OPINIÃO

 

 

Por Daniel Vila Nova

 

 

25 corpos estendidos no chão.

Não. Não era o corpo do Amarildo.

Não era Marielle.

Nem Ágatha, nem João Pedro.

Tampouco o de João Alberto.

Outras Vinte e Cinco pessoas mortas, na avenida da política nacional. Será que já sabemos os seus nomes? Pode procurar. Ainda não será algo fácil de identificar. O que se sabe é que duas dezenas e meia de pessoas foram exterminadas pela vala comum  das situações de violência policial. A Avenida Brasil, que aterrou o Rio Jacaré, de novo, nos aterra e nos desterra. Que Brasil é esse?

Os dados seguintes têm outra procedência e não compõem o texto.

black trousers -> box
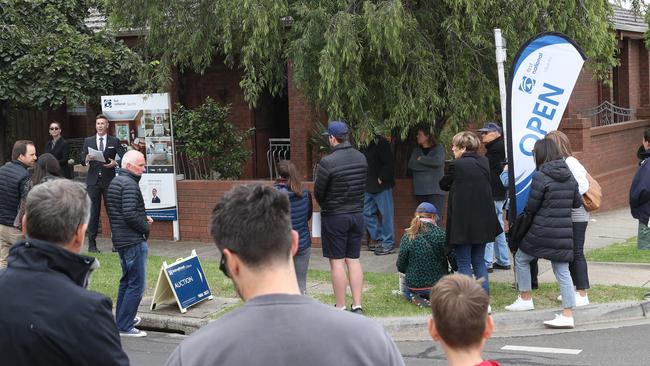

De acordo com o Geni-UFF (Grupo de Estudos dos Novos Ilegalismos da Universidade Federal Fluminense), a operação policial da última quinta-feira (6 de maio de 2021) foi a mais letal da história do Rio de Janeiro. Ficaram, para trás, os inesquecíveis e macabros “recordes” anteriores registrados: a) na Vila Operária em Duque de Caxias (23 mortos em janeiro de 1998); no Complexo do Alemão (19 mortos em junho de 2007); e, ainda, em Senador Camará (15 mortos em janeiro de 2003).

Parece que, neste pandemônio pandêmico, nós, brasileiros e brasileiras, nos especializamos em contar corpos…

E não precisa ser coveiro pra entender que cada uma dessas vidas importa.

As vidas, no Brasil, precisam ter alguma importância. Até quando teremos outros Jacarezinhos e Candelárias, “Senhor Deus dos Desgraçados”? Até quando desigualdade e violência continuarão a fazer parte de nossas vidas — e de nossas mortes?

Os motivos, as razões — ainda que se tenha alguma dúvida razoável a respeito — podem ser vários, menos a ideia concreta de que, a rigor, estamos a viver num Brasil em que a “pena de morte” segue a nos incomodar.

Segundo a Constituição do Brasil (o documento que foi promulgado há 32 anos e pouco mais de 7 meses), a pena de morte somente pode ser legítima e validamente aplicada em casos de “guerra declarada”, a ser oficializada, pelo Presidente da República, nos termos do Inciso XIX do artigo 84 da “Carta Cidadã”. Estamos em guerra contra nosso próprio povo?

A pergunta que fica é: esses 25 corpos inanimados eram de cidadãos e de cidadãs? Ou estamos a falar de outra espécie de Gente?

Seriam aquelas 25 pessoas, menos dignas, do que qualquer um de nós, Querida Leitora, Querido Leitor e Queride que lê?

Qual a cor dessas pessoas? Já parou para pensar sobre isso?

A voz potente de Elza soa e invade os ares…

É Elza Soares que nos canta “A Carne mais barata do mercado é a carne negra”?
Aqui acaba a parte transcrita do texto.